I would like to parse the name of a file into my script as a string, rather than directly converting the file into an object.
Here is a sample code, test.py:
import argparse
import os.path
def is_valid_file(parser, arg):
if not os.path.exists(arg):
parser.error("The file %s does not exist! Use the --help flag for input options." % arg)
else:
return open(arg, 'r')
parser = argparse.ArgumentParser(description='test')
parser.add_argument("-test", dest="testfile", required=True,
help="test", type=lambda x: is_valid_file(parser, x))
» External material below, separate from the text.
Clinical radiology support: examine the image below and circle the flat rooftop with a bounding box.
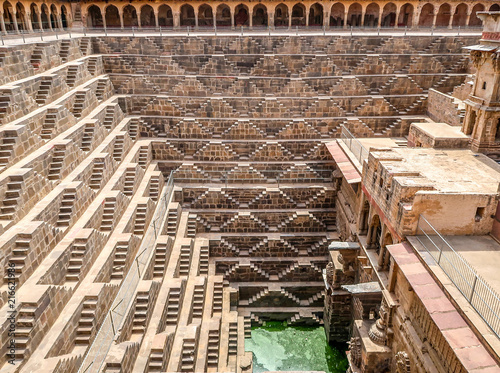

args = parser.parse_args()
print args.testfile
testfile is a .txt file containing: 1,2,3,4
In principal would like print args.testfile to return the invoked name of testfile as a string:
$ python test.py -test test.txt
>> "test.txt"
To achieve this I need to prevent argparser from converting test.txt into an object. How can I do this?
Many thanks!
you can modify your function as follows to return the string after having checked it exists:
def is_valid_file(parser, arg):
if not os.path.exists(arg):
parser.error("The file %s does not exist! Use the --help flag for input options." % arg)
else:
return arg
There's also a more direct method:
parser.add_argument("-test", dest="testfile", required=True,
help="test", type=file) # file exists in python 2.x only
parser.add_argument("-test", dest="testfile", required=True,
help="test", type=lambda f: open(f)) # python 3.x
args = parser.parse_args()
print(args.testfile.name) # name of the file from the file handle
actually args.testfile is the file handle, opened by argparser (exception if not found). You can read from it directly.